An iterative process (done gradually) so the electron density will improve in each cycle

Question 6

After you get the improved map what happens

Answer 6

A FT to get the calculated phases then combine the calculated phases from the improved map with the original phases estimates

Take the improved phases to get new electron density map

Question 7

What to consider when building the model

Answer 7

Polypeptide backbone:
- this would be shown by continous electron density

Side chains:
- every 3.8 A there should be electron density that branch out and the c alpha are at these branching points (best AA for fitting are trp and phe)

Skeletonize:
- Computer programs look for a path through the electron density the follows the backbone of the protien
- the backbone is fitted along this skeleton

Carbonyl groups:
- is resolution is around 2.8A there are bumps in the electron density that represent carbonyl groups
- this shows the direction of the chain (N-C or C-N)

Chain direction:
- can come from the carbonyl
- also from the sequence of the protien (already known, phe phe ala is big big small e density) and the way the side chains is alpha helices hang (

Question 8

What is the refinement step

Answer 8

After fitting the model want to get the improved model

The refinement is done in recip space but the output (improved model) is in real space

Question 9

What is crystollgraphic refinement

What are the parameter that are being refined

Answer 9

To minimize the differences between the observed (oberserved from data) and calculated amplitudes (calculated from our model)

For each atom j:
- the atomic postion (x,y,z)
- the temp factor/b-factor (diff temp factor through the residue because lysine can flop around further from back bone)
- occupancy (G, always 1 except atoms in a ligand (ligand didn’t soak into every protien in crystal) or atoms in alternate conformations (in two diff places at once)

Question 10

Whatdetermines how much unique data can be measured

What’s so good about more data, what is the rule of thumb

Answer 10

The resolution of the diffraction data (how far it’s doffracting) and the volume of the unit cell

The more data, the better the refinement behaves.
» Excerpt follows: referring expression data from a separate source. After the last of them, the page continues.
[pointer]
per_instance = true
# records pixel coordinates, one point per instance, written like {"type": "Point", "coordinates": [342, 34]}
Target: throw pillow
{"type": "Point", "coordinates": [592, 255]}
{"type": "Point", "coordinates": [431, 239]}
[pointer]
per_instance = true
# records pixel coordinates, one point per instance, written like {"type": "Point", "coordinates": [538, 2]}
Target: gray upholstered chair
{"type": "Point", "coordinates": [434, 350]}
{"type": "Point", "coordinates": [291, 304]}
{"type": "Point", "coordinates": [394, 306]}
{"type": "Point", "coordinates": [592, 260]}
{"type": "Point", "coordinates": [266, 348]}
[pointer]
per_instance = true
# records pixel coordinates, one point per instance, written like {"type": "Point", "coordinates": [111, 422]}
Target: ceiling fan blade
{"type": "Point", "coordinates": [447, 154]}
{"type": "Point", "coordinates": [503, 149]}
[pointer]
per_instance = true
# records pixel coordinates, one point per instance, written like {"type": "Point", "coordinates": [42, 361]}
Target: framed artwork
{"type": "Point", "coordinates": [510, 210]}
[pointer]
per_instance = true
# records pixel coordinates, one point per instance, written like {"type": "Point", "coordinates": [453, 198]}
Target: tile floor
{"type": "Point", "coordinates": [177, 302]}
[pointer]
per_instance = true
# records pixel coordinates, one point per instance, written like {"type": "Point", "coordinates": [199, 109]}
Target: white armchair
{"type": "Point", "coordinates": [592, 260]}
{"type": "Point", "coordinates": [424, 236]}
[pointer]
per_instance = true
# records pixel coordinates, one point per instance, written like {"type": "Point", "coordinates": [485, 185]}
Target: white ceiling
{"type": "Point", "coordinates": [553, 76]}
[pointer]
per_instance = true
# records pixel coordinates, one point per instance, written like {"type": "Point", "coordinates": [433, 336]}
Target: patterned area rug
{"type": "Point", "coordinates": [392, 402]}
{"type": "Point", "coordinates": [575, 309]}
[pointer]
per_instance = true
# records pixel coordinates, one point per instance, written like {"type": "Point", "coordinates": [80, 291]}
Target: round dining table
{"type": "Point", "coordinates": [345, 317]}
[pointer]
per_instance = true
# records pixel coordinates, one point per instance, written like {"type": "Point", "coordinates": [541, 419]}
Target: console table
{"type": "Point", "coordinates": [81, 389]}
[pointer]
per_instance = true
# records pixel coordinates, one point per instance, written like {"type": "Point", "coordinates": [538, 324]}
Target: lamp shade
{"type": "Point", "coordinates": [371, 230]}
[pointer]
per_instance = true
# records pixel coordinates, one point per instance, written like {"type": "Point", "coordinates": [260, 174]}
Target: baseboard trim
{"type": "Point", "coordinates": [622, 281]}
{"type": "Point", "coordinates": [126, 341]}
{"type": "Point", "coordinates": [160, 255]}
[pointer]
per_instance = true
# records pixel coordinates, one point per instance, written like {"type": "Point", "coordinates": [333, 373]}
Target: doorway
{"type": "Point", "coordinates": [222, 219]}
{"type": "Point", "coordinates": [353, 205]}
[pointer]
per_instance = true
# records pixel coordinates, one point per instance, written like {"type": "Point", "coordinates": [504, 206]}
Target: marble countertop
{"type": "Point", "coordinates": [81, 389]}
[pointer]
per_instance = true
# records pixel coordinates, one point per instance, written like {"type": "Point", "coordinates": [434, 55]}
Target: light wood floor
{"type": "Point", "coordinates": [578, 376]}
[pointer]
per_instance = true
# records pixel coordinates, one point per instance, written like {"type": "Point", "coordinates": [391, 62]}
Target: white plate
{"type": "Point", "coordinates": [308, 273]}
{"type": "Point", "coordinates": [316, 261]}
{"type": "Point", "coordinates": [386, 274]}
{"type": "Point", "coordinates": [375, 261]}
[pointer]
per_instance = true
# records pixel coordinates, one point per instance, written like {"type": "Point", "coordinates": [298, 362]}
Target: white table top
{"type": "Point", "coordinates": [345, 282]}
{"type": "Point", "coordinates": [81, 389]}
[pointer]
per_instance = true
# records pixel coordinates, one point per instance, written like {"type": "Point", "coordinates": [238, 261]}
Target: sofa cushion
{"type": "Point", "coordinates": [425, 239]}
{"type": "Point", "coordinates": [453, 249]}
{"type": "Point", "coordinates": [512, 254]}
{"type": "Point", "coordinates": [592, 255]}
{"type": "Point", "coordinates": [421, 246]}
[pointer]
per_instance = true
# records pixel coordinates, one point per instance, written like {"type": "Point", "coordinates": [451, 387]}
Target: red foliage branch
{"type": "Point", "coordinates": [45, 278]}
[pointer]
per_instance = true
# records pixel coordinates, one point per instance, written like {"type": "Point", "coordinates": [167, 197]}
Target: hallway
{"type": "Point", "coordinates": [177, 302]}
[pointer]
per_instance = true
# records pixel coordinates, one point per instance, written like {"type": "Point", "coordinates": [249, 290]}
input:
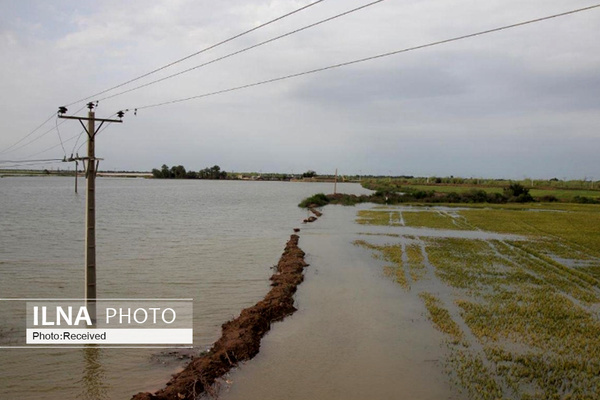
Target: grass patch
{"type": "Point", "coordinates": [441, 317]}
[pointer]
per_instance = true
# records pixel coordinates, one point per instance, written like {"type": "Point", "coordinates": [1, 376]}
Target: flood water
{"type": "Point", "coordinates": [213, 241]}
{"type": "Point", "coordinates": [356, 335]}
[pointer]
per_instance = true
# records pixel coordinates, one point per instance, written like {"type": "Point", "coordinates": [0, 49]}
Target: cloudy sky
{"type": "Point", "coordinates": [518, 103]}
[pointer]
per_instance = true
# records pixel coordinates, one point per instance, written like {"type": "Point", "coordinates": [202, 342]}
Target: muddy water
{"type": "Point", "coordinates": [357, 335]}
{"type": "Point", "coordinates": [213, 241]}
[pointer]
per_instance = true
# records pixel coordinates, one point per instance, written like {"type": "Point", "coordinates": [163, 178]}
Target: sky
{"type": "Point", "coordinates": [520, 103]}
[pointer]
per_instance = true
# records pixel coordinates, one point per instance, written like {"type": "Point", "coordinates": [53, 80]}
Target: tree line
{"type": "Point", "coordinates": [179, 172]}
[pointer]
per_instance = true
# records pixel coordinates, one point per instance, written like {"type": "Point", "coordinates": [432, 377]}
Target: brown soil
{"type": "Point", "coordinates": [240, 339]}
{"type": "Point", "coordinates": [315, 211]}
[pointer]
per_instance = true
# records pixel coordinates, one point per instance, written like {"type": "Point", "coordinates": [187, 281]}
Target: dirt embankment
{"type": "Point", "coordinates": [240, 339]}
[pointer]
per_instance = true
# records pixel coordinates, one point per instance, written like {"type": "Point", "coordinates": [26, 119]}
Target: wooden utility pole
{"type": "Point", "coordinates": [90, 201]}
{"type": "Point", "coordinates": [335, 183]}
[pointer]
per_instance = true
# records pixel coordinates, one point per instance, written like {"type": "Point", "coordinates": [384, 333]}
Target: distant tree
{"type": "Point", "coordinates": [166, 173]}
{"type": "Point", "coordinates": [178, 172]}
{"type": "Point", "coordinates": [518, 193]}
{"type": "Point", "coordinates": [213, 172]}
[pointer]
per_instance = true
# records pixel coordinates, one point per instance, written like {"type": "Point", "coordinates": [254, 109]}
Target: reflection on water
{"type": "Point", "coordinates": [93, 382]}
{"type": "Point", "coordinates": [213, 241]}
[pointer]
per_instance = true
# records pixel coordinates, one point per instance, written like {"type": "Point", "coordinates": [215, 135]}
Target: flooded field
{"type": "Point", "coordinates": [213, 241]}
{"type": "Point", "coordinates": [515, 291]}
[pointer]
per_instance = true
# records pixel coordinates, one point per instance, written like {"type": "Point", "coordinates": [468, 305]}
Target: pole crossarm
{"type": "Point", "coordinates": [87, 119]}
{"type": "Point", "coordinates": [90, 199]}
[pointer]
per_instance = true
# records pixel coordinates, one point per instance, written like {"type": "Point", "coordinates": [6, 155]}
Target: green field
{"type": "Point", "coordinates": [521, 313]}
{"type": "Point", "coordinates": [561, 194]}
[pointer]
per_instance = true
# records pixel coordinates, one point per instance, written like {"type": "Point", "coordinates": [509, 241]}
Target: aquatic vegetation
{"type": "Point", "coordinates": [431, 219]}
{"type": "Point", "coordinates": [473, 375]}
{"type": "Point", "coordinates": [416, 264]}
{"type": "Point", "coordinates": [376, 217]}
{"type": "Point", "coordinates": [529, 323]}
{"type": "Point", "coordinates": [441, 317]}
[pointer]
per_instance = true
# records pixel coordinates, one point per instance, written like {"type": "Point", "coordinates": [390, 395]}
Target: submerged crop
{"type": "Point", "coordinates": [525, 322]}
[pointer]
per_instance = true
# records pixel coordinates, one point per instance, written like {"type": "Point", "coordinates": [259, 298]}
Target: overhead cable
{"type": "Point", "coordinates": [361, 60]}
{"type": "Point", "coordinates": [241, 51]}
{"type": "Point", "coordinates": [198, 52]}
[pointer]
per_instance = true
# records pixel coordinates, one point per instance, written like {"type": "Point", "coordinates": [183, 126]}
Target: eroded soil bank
{"type": "Point", "coordinates": [240, 339]}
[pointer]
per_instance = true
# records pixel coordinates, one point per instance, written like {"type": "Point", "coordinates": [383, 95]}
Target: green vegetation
{"type": "Point", "coordinates": [179, 172]}
{"type": "Point", "coordinates": [317, 200]}
{"type": "Point", "coordinates": [528, 325]}
{"type": "Point", "coordinates": [460, 190]}
{"type": "Point", "coordinates": [441, 317]}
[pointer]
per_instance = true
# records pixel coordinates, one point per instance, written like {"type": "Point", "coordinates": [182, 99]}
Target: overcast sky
{"type": "Point", "coordinates": [518, 103]}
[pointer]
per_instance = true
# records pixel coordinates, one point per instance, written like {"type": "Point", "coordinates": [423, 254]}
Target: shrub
{"type": "Point", "coordinates": [317, 200]}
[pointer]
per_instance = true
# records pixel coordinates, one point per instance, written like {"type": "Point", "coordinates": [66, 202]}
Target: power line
{"type": "Point", "coordinates": [29, 134]}
{"type": "Point", "coordinates": [56, 145]}
{"type": "Point", "coordinates": [35, 139]}
{"type": "Point", "coordinates": [30, 161]}
{"type": "Point", "coordinates": [242, 50]}
{"type": "Point", "coordinates": [199, 52]}
{"type": "Point", "coordinates": [60, 138]}
{"type": "Point", "coordinates": [391, 53]}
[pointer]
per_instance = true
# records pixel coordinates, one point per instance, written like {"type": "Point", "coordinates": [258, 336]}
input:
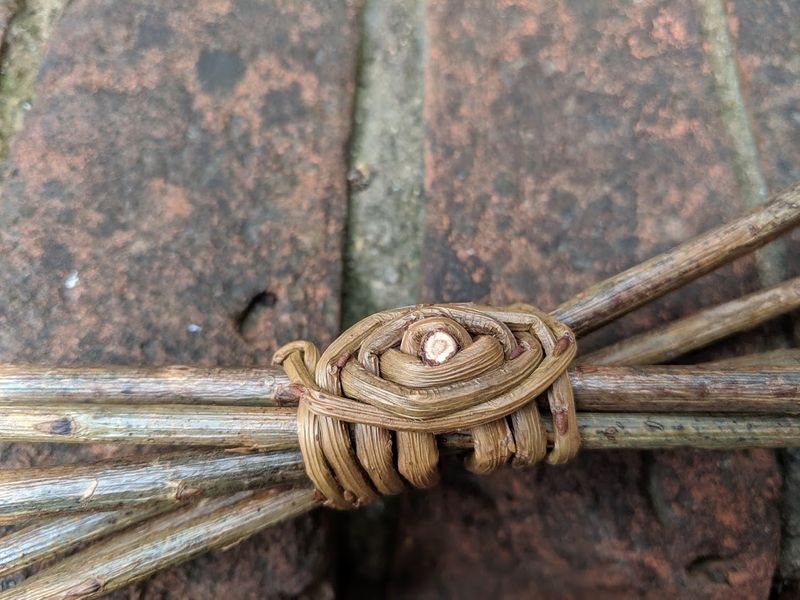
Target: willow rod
{"type": "Point", "coordinates": [55, 535]}
{"type": "Point", "coordinates": [653, 278]}
{"type": "Point", "coordinates": [68, 489]}
{"type": "Point", "coordinates": [701, 328]}
{"type": "Point", "coordinates": [140, 482]}
{"type": "Point", "coordinates": [174, 538]}
{"type": "Point", "coordinates": [771, 391]}
{"type": "Point", "coordinates": [780, 357]}
{"type": "Point", "coordinates": [144, 385]}
{"type": "Point", "coordinates": [164, 424]}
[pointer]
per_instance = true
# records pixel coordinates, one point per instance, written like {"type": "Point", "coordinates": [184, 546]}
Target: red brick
{"type": "Point", "coordinates": [181, 159]}
{"type": "Point", "coordinates": [568, 141]}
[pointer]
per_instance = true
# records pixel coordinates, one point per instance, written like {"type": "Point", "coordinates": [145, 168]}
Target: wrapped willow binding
{"type": "Point", "coordinates": [371, 413]}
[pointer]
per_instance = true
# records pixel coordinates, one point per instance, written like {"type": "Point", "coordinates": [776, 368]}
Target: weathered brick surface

For example fitting a line with few data points is harder

Rule is to have 10 data for the refinement of each parameter (atomic postion, occupancy, etc.)

Question 11

Explain the assumption that we make about the content of the crystal

Answer 11

These assumptions can help us calculate the number of data that can be measured at different resolutions with different parameters

Ex. Assume the crystal has 50% solvent content:

At 3.5 A the number of observations/number of parameters (xj,yj,zj, Bj) is 0.5 but we wanted 10 so we never do as well as we want to

Question 12

What is the effect of resolution on electron density maps

What is special about the carbon carbon distance

Answer 12

At lower resolutions the density is more blobby, there is increased uncertainty in the positions of the atoms at lower resolutions

1.5A, don’t resolve the carbon atoms that are 1.5 A apart (don’t get separate electron density for it) so atomic model does t actually mean invidual Carbon carbon bonds

Question 13

What are geometric restraints

Answer 13

Becuase small molecule crystals diffract really well and at high resolution, this gives ideas about the expected values for bond lengths and bond angles, which are available in databases

In analysis These values are included as restraints, not constraints, when you refine other structures :
- we want it to be close to that value, but not fixed at that value

For ex.
- some geometric constraints for isoleucine are that the carbon carbon distance has to be 1.5
- you get a standard deviation for that length (range) and how much that value is weighted in the restraint
- A higher standard deviation means it’s weighted lower and it’s not as tightly restrained

Question 14

What is the dihedral angle for a peptide bond

Answer 14

Trans: 180

Cis: 0

Question 15

In geometric restraints Whag is the van der waals repulsion’s term

Answer 15

To make is so atoms are not in The same electron density and are pushing away from each other

Question 16

Where does refinement happen

Answer 16

From the molecular model to the improved model

Question 17

Explain how data is removed from the refinement

Answer 17

Have the R factor, and r free

R free has 10% of the data randomly removed from the refinement/equations (at least 1000 reflections)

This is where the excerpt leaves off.